In Mozambique, Gorongosa National Park is brilliant for elephants.

Shot from above, this image shows six adult elephants standing on the edge of a shallow river in Botswana.
Herds of elephants are always led by a matriarch. Don’t mess with her © guenterguni / 500px

Elephants in peril

Thanks to the ivory in their tusks and the material’s enduring popularity (particularly in Asia), elephants have been poached in unsustainable numbers since the 1970s – and their numbers have fallen dramatically as a result. The African elephant is listed as vulnerable by the International Union for the Conservation of Nature (IUCN).

In the 1970s and ’80s, poaching caused the numbers of African elephants to crash from around 1.3 million to 500,000. The slaughter ended only in 1989, when the trade in ivory was banned under the Convention for International Trade in Endangered Species (CITES). After the ban, world raw ivory prices plummeted by 90%, and the market for poaching and smuggling was radically reduced. The same year, Kenyan President Daniel arap Moi dramatically burned 12 tons of ivory in Nairobi National Park as a symbol of Kenya’s resolve in the battle against poachers.

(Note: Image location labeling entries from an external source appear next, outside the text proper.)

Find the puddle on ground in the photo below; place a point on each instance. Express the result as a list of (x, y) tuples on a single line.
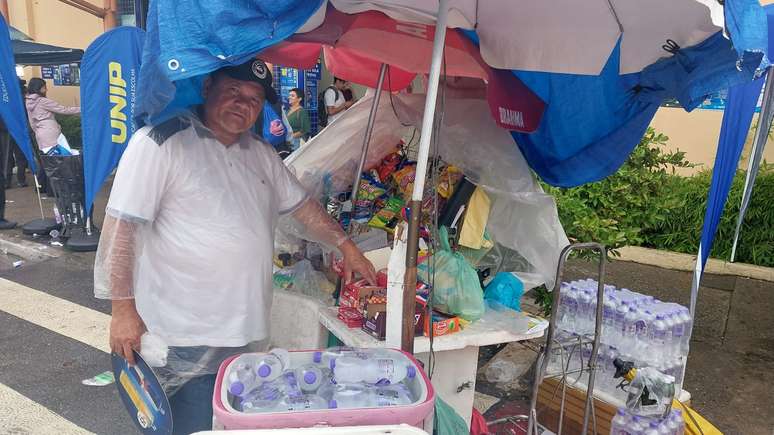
[(10, 262)]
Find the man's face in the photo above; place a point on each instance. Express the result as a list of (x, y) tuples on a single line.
[(231, 105)]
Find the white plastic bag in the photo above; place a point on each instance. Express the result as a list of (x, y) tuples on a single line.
[(396, 271)]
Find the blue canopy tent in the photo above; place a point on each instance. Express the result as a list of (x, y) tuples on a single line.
[(12, 110), (591, 123), (742, 102)]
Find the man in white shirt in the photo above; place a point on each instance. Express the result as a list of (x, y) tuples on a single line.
[(335, 103), (187, 243)]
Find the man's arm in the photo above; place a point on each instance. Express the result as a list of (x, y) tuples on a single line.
[(114, 279), (318, 226)]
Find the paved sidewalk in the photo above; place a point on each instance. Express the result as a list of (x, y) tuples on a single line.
[(732, 350)]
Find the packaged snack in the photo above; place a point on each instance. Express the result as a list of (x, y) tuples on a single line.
[(389, 165), (404, 179), (450, 176)]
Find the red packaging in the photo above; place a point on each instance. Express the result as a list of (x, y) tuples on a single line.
[(381, 278), (351, 317), (356, 293)]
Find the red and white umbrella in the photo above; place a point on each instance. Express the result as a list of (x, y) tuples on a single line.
[(355, 46)]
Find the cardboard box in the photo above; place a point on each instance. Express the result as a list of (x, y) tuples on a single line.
[(376, 320), (356, 293), (351, 317)]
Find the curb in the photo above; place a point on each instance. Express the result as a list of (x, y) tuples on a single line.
[(15, 244), (687, 263)]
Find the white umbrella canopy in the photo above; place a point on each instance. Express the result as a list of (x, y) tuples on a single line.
[(565, 36)]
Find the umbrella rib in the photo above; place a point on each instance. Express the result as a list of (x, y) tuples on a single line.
[(615, 15)]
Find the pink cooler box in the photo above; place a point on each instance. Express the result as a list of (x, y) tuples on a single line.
[(413, 414)]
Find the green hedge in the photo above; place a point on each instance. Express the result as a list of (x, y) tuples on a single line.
[(681, 228), (645, 204), (71, 128)]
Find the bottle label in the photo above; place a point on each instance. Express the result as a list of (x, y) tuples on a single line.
[(386, 369)]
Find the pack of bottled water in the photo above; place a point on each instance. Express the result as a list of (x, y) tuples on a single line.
[(635, 327), (336, 378), (625, 423)]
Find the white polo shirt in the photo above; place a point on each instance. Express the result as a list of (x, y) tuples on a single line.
[(208, 213)]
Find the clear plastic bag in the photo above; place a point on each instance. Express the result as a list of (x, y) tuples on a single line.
[(456, 288)]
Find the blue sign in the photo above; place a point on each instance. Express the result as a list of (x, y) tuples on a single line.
[(12, 110), (109, 72)]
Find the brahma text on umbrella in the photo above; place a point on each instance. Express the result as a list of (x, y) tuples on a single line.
[(118, 103)]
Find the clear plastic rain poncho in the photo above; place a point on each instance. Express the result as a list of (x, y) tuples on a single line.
[(129, 239)]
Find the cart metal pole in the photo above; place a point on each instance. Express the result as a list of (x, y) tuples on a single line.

But poaching is again on the rise. Africa has lost more than 30,000 elephants a year since 2010. That’s around 7% of Africa’s elephant population every year. Or 673 elephants being killed a week. Or 96 a day. Ot four elephants being killed for their tusks every hour.

In 2014, for the first time in decades, a critical threshold was crossed when more elephants were being killed on the continent than were being born.

Elephants roam the Masai Mara National Reserve
Elephant populations have been threatened by poaching in recent decades, leading to passionate conservation efforts © Atish Sen / 500px

The 2016 Great Elephant Census recorded a 30% decrease in Africa’s elephant populations in just seven years – although there was good news alongside the bad. Kenya’s elephant population, for example, was considered to be “relatively stable,” at 25,959; Uganda’s 4864 elephants, meanwhile, provided cause for optimism after the country’s elephant population had fallen to just 800 during the 1980s. Tanzania, on the other hand, saw a catastrophic 60% decline in elephant numbers in the five years to 2016, with just 42,871 elephants – and 2.6 carcasses spotted for every live counterpart.

In 2023, an aerial survey of the Kavango Zambezi Transfrontier Conservation Area, which covers 40,000 miles across five Southern African countries, happily reported that the region’s elephant population – the continent’s largest – was stable. The conservation community awaits more data to show whether or not their efforts to save the elephant have stemmed the tide of killings.